While most of the world is under orders or advice to limit all social interaction, visits to elderly and dependent persons are suspended for an indefinite period due to the risk of contagion linked to the Covid-19 epidemic. These friends, neighbors and relatives suffer particularly from the effects of isolation and more than ever need our support.
Since there are healthy carriers of the virus, that is, people who have contracted it without symptoms, everyone should consider themselves a potential spreader of the virus. Avoid contact with fragile people. The real challenge is not just to isolate oneself, but to protect oneself in order to better protect others. To isolate oneself is to make a gesture of solidarity.
But beware of isolation! Elderly people need to be visited. When they isolate themselves and disrupt normal routines, they may easily lose their bearings. You therefore have to be “in touch,” even if you can't touch each other. Look at each other, smile, and really speak and listen to each other, even if you can't touch.
Keeping this contact can trigger your body’s manufacture of oxytocin. Oxytocin, in addition to promoting social interactions, is a hormone that helps lower blood pressure and cortisol (which increases the pain threshold) which in turn reduces anxiety and stimulates various types of positive social interactions.
One of the ways to increase oxytocin in your body is to hear supportive words and listen to others. Indeed, we feel good when we give to others and when others give to us. Being generous and charitable, as well as selflessly giving our time to others, results in feelings of gratitude and connection with others, releasing large doses of oxytocin.
So take this opportunity to send a gift to your loved ones, such as comfortable hotel bedding, since many are spending more time in bed and their comfort at this crucial time is essential. A reading wedge or a body pillow make a great gift as well, to help them stay comfortable while reading and sleeping. It is also quite thoughtful to send pillows, comforters, mattress pads, blankets or sheets; in fact we compiled a list of recommendations to prepare a bed for seniors. Your loved ones will be surprised and grateful.
Another way to keep in touch is to use digital apps to connect remotely: look, smile, speak ... you may offer gestures of attention from a distance. Physical isolation does not necessarily mean social isolation. The telephone, videoconferences, whatsapp groups… we now have many ways of staying in touch with isolated loved ones throughout the day.
Try to also write actual letters to your loved ones! Receiving mail has a beneficial effect for isolated people and can evoke fond memories of times past, when a letter was something to spend a bit of time with and make a considered response.
To maintain bonds with family and friends, and to avoid locking yourself in from fear of the virus, you must also continue to make plans. For the holidays, the next anniversary or birthday ... we must not give up on life and we must encourage isolated seniors in this regard.
Also, remember that people want to feel that they are needed, even when they need help themselves. Ask them for advice about a problem you are having.

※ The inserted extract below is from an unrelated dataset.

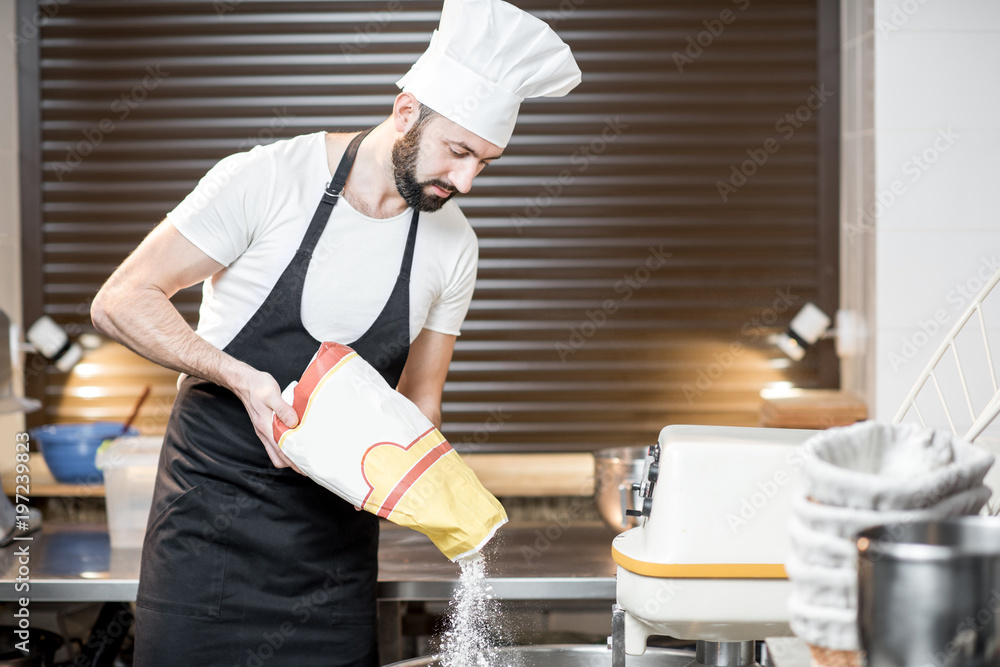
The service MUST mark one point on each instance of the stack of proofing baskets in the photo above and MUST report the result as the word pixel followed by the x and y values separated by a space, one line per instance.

Ideas for helping seniors during this quarantine:
- Be attentive to your neighbor; being isolated does not have to mean being alone. Isolation can be particularly difficult for older people who have limited social life and for whom speaking with another person may be their only social interaction.
- Find ways to stay in contact without physical contact.

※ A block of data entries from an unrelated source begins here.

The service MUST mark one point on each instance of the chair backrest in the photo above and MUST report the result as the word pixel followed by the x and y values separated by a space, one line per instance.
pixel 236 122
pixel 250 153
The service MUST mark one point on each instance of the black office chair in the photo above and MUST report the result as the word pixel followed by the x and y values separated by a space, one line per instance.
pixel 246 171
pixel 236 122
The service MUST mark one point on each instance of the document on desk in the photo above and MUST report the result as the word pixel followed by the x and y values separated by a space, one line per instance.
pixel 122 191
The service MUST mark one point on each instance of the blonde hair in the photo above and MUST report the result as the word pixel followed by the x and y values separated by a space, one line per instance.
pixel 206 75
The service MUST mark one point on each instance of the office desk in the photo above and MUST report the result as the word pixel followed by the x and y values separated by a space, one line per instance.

- Institute a code for neighbors, such as a red flag, t-shirt or towel in the window if they need help.
- Be sure that those important to you and neighbors you are concerned about have your telephone and email information.
- You can assist by doing groceries, taking the garbage out, helping with laundry.
- Consider buying some fresh new bedding for them.
- Cook some meals and leave them at their door. Make a cake, a homemade meal or their favorite treat.
It is important to put selflessness at the center of our social activities during the period of isolation. Rather than obsessing over the risks and drawbacks of the epidemic in our daily lives, it is better to actively devote our energy and exchanges to improving the situation of those close to us, or of vulnerable people in our circle.
And perhaps most importantly: maintain a positive perspective. Remind them that with every day that passes in quarantine we all approach the moment when we will be reunited with friends and family. This crisis is also an opportunity to relearn how to live together!